Nach ihrer langen Verletzungszeit gewinnt Lindsey Vonn die Abfahrt in Garmisch. Danach tanzt sie sogar zur Guggenmusik.

Von Matthias Schmid, Garmisch-Partenkirchen

Als klar war, dass Lindsey Vonn die Abfahrt von Garmisch-Partenkirchen gewinnen sollte, ließ die Amerikanerin sich nur noch von ihren Emotionen treiben. Es waren kuriose Momente, irgendwo zwischen Freude und Verwirrung, sie folgte den Gefühlen zu den Klängen einer Blaskappelle aus der Schweiz, die im Zielraum schon die ganze Zeit über ziemlich schräg und falsch spielte. Doch das schreibt eben die Vereinsordnung der sogenannten Guggenmusik vor, die vor allem im alemannischen Raum zur Fastnacht verbreitet ist: Sie musizieren schräg und falsch - und Lindsey tanzte nun mit den verkleideten und teilweise maskierten Menschen zu den wilden Rhythmen. Minutenlang bewegte sich die 32-Jährige in Skistiefeln so geschmeidig, als würde sie barfuß tanzen. "Das hat Spaß gemacht", bekannte Vonn hinterher, "ich habe viel geweint heute und etwas getanzt."

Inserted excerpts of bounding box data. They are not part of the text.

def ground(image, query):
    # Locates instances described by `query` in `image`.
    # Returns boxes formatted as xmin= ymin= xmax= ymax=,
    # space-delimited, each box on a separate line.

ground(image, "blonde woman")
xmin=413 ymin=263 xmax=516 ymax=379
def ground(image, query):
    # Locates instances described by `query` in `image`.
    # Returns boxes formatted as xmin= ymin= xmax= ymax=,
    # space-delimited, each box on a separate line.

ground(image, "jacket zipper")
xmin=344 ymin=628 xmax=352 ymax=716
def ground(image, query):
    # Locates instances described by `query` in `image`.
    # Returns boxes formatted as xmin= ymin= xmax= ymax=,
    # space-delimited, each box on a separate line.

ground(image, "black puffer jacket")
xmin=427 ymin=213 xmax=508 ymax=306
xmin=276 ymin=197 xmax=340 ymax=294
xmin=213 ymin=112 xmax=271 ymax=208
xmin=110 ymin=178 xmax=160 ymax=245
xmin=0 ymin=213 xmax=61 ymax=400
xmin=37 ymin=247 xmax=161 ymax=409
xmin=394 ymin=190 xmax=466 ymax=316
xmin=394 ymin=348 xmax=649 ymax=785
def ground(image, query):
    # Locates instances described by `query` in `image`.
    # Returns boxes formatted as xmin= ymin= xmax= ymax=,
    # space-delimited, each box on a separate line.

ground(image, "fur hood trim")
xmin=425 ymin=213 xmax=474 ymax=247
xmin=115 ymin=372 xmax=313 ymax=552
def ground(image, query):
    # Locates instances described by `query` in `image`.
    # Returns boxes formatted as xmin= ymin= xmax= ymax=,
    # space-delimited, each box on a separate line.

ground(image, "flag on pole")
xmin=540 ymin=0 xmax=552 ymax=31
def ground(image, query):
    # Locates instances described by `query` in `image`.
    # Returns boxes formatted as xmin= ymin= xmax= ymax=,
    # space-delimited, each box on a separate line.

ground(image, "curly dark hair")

Dass sie am Samstag von ihren Gefühlen überwältigt wurde, sah man zum einen an der Wimperntusche, die ihr ins Gesicht rann. Zum anderen an ihrer Sprachlosigkeit. Vonn ist eigentlich jemand, die sich sowohl auf Englisch als auch auf Deutsch treffend auszudrücken vermag. "Doch jetzt fehlen mir die Worte", gestand sie: "Das ist einfach nur unglaublich."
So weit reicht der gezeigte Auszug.